This example is to demonstrate how to apply the Hidden Single technique in a row.
In row R7 of this puzzle, there are four empty cells, which are (R7,C3), (R7,C4), (R7,C5), and (R7,C9). The digit 5 is not in this row yet. We want to decide which of these four empty cells should be filled with the digit 5. The Hidden Single technique is to look for the cells that are possible to accommodate the digit 5 in the row. If there is only one such cell, then that cell must be the digit 5.
As shown in Figure 2, the cell (R8,C1) in block B7 is 5. Since each block can only contain the digit 5 once, the cell (R7,C3) in the same block cannot be 5. This cell is eliminated as a possible position for the digit 5. Now three empty cells (R7,C4), (R7,C5), and (R7,C9) remain for the digit 5 in row R7.
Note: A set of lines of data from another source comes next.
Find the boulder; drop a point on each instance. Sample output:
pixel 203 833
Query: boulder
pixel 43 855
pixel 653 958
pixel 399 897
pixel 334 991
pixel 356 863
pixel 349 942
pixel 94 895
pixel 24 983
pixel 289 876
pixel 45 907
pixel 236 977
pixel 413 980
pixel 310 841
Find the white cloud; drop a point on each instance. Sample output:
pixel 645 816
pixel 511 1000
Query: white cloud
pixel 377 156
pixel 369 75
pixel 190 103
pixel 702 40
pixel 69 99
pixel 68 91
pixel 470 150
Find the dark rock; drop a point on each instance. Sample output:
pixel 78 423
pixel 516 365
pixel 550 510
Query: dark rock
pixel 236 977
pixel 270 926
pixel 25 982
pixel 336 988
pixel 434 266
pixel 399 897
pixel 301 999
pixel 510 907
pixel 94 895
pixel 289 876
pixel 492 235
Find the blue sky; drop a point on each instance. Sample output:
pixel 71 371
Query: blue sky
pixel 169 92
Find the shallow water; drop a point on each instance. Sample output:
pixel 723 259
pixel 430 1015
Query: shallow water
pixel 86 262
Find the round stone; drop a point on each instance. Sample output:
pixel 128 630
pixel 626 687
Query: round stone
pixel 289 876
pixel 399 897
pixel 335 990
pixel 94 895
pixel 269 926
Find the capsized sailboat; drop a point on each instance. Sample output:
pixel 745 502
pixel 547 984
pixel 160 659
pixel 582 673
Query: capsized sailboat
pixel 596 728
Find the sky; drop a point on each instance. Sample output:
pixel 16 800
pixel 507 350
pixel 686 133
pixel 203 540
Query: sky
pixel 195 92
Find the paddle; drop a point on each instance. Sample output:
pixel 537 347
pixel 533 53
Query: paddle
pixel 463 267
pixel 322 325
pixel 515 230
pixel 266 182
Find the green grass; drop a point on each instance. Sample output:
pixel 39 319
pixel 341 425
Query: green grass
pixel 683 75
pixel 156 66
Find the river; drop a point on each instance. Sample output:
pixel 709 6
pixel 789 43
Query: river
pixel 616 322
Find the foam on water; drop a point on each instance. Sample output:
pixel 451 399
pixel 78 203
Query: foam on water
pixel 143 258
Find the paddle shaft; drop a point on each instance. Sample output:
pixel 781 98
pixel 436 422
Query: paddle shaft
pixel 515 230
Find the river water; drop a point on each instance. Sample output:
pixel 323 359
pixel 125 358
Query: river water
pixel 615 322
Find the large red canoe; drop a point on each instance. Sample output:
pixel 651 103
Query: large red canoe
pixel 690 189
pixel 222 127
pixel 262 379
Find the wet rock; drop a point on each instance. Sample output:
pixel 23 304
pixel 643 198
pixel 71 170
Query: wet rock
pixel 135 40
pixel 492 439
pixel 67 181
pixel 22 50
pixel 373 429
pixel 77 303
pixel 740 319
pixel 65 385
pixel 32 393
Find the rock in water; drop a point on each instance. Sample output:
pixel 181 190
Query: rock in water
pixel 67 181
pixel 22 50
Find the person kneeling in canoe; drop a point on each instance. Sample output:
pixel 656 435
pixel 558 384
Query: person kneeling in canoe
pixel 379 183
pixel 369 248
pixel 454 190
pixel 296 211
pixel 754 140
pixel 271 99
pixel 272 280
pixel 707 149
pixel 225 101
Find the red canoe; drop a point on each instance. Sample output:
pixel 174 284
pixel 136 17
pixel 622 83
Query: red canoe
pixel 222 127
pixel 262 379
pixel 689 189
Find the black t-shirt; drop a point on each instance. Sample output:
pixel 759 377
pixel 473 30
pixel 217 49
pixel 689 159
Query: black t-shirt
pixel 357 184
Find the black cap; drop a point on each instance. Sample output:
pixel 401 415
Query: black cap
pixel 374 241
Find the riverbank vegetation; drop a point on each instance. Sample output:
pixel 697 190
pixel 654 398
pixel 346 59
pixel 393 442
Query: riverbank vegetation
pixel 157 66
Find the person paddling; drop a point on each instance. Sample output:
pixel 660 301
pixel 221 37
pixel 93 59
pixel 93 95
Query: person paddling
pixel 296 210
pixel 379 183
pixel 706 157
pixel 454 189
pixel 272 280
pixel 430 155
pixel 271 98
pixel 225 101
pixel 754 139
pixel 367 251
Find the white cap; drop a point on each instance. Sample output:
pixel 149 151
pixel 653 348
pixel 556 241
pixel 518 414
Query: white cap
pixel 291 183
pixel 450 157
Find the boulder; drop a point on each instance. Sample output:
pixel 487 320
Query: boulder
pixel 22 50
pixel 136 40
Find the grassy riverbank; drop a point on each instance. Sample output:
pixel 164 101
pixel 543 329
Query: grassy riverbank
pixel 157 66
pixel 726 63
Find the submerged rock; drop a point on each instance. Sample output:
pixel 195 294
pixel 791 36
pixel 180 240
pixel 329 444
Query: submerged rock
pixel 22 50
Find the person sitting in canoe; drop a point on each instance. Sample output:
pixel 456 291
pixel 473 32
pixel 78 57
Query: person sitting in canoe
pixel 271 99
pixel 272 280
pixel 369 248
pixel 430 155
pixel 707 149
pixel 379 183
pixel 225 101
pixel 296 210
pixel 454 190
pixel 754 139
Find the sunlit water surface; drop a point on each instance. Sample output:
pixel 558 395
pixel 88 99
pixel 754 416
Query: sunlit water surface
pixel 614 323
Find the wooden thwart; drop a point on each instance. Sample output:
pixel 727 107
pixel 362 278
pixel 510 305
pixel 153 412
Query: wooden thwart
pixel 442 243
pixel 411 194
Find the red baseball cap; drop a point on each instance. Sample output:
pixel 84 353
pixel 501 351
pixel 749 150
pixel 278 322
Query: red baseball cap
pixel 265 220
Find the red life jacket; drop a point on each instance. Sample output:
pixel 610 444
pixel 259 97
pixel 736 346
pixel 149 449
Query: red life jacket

As shown in Figure 3, the cell (R2,C5) in column C5 is 5. Since each column can only contain the digit 5 once, the cell (R7,C5) in the same column cannot be 5. It is eliminated as a possible position for the digit 5. Now two empty cells (R7,C4) and (R7,C9) remain for the digit 5 in row R7.
As shown in Figure 4, the cell (R4,C9) in column C9 is 5. Since each column can only contain the digit 5 once, the cell (R7,C9) in the same column cannot be 5, and it is eliminated as a possible position for the digit 5. Now only one empty cell (R7,C4) remains for the digit 5 in row R7.
The cell (R7,C4) is located in row R7, column C4, and block B8. No digit 5 appears in the same row, the same column, or the same 3x3 block. So the cell (R7,C4) can be a possible position for the digit 5 (Figure 5).
As we can see in Figure 5, the only possible position for the digit 5 in row R7 is the cell (R7,C4). Since each row must contain the digit 5 once, we can conclude that the cell (R7,C4), as the only possible position for the digit 5 in row R7, must be 5. The cell (R7,C4) should be filled with the digit 5, as shown in Figure 6 above.